You guys are killing me here!! I have been way too busy to get out on the water and it sounds like I am missing some real fun. Maybe I will find a little time this weekend to get out.(fingers crossed)

Yeah, I have been using the roadrunners very heavily this spring. They are definitely a great jig.


----------



## fishslim (Apr 28, 2005)

Good work as usual rick and way to get another guy hooked on those road runners. My dad was using one last night while we were using regular jigs and they were attacking it hard at times but as you mentioned alot were just sucking it in lightly and were there. Had some fun on Indian tonight with Matt i was able to jump on his boat and we fished some areas with little success then went to main lake inbetween Antonio's and lakeview and let wind drift us acrossed lake and the eyes were very busy caught a nice batch of them and more boats started fishing same area till it looked like small pack of erie boats guys trolling in and out of drifters but fish were active till close to sunset then shut right off. Man if it was not Memorial weekend i would have boat there going after them. Saw some 3-4 pounders caught!! Great night out!!


----------



## misfit (Apr 5, 2004)

nice job with the eyes,troy.with the shallow crappie bite soon coming to an end,it's about time to start picking off those hoover eyes.got bored tuesday after a slow crappie day with toad,and decided to troll the roadrunners w/minnies for few passes.boated one short fish and lost another at the boat.time to break out the harnesses.


----------



## Fish4Fun (Apr 6, 2004)

Hey Rick thanks for the great day out and man it was fun. Yes i have always fished for crappie with a bobber and now today rick showed me how its done with the roadrunners. SWEEEEEEEEEEEEEEEET. was a blast. BRian man you need to take a day off and fish them boys would have a blast with the crappie now.


----------



## Fish4Fun (Apr 6, 2004)

Fish looks smaller than what it was it was a nice slab around 11 inch or so. Told Rick i would take the pick for the poor guys like Brian that cant get out. Look what your missing man.


----------



## FishingDog (May 11, 2007)

Fish4Fun,
Are you guys simply jigging the roadrunners, or running them slowly through an area?


----------



## misfit (Apr 5, 2004)

steady,sometimes stop/go retrieve.when you think you're retrieving too slow.........go slower.fish would hit many times,on the fall when it hit the water.sometimes when we just stopped the retreive.roadrunners are most effective when worked slowly.but yesterday the fish were very tight lipped for the most part,so we had to slow down more than usual.when they're not in a negative or neutral mood like that,they will smack the bait and usually engulf it.you know when you get bit then.but you have to develope a feel for the hit when they act as they did yesterday,when almost all fish were lip hooked.we lost lots of fish due to them barely getting hooked.


----------



## bkr43050 (Apr 5, 2004)

Jerry, Don't worry too much about us. Even though we may not get out this weekend we have managed to get out a few times and have put close to a 200 in the boat thus far. We have managed to find a lot of 10-13" fish with just a few above that up to 13.75" being the biggest. I don't know how excited I am about going out this weekend and fighting for a spot at the ramp.

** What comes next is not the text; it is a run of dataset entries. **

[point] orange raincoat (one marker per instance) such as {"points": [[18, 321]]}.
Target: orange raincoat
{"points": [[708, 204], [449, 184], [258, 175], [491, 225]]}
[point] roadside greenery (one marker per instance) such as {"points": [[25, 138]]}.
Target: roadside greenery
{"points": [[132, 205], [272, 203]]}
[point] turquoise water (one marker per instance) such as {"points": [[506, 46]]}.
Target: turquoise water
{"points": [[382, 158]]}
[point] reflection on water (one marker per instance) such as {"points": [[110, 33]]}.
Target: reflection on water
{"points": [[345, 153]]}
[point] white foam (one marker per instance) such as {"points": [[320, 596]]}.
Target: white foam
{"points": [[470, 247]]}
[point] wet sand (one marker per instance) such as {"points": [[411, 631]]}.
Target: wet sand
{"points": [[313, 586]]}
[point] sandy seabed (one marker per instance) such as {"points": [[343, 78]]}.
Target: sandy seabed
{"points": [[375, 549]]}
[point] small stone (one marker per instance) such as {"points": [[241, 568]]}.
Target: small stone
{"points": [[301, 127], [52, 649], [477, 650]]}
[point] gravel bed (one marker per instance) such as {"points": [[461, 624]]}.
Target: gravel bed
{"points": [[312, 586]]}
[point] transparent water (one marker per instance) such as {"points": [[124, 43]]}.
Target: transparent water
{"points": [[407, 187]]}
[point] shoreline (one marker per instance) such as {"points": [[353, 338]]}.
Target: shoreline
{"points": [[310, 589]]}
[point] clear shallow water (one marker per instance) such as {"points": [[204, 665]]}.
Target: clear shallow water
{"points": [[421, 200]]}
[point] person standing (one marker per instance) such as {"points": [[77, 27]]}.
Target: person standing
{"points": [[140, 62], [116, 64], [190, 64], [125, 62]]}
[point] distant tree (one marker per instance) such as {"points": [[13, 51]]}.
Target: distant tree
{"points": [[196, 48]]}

Rick, I do need to get down to Hoover with you though. I have never been there and have just heard so much great about it.


----------



## misfit (Apr 5, 2004)

any time,brian.


----------



## NewbreedFishing (Apr 15, 2004)

errrrr roadrunners~

i would rather use wiley coyote :S


----------



## misfit (Apr 5, 2004)

LOL.no wonder you can't catch crappies 

this is all you need to slay those slabs


----------



## NewbreedFishing (Apr 15, 2004)

Meeeh! looks like a girraffe with a nose ring wearing a hula skirt!!
   



misfit said:


> LOL.no wonder you can't catch crappies
> 
> this is all you need to slay those slabs


----------



## rutty (Feb 5, 2007)

MisFit,

Looking at ordering some of those RoadRunners, what size do you usually order? 1/32 1/16 1/8 1/4

Thanks


----------



## misfit (Apr 5, 2004)

rutty,i don't think they make them smaller than 1/16 ounce.at least 've never found any.i use 1/16 ounce for casting shallow(10 feet and less)
1/8 ounce for deeper water and trolling.1'4 ounce can be used for that also.i don't use maribou very often,but prefer crappie thunders,tubes,twitertails,bubble bellies.maribou can be great at times and probably would have worked well under yesterday's conditions due to the subtle action.


----------



## rutty (Feb 5, 2007)

misfit said:


> rutty,i don't think they make them smaller than 1/16 ounce.at least 've never found any.i use 1/16 ounce for casting shallow(10 feet and less)
> 1/8 ounce for deeper water and trolling.1'4 ounce can be used for that also.i don't use maribou very often,but prefer crappie thunders,tubes,twitertails,bubble bellies.maribou can be great at times and probably would have worked well under yesterday's conditions due to the subtle action.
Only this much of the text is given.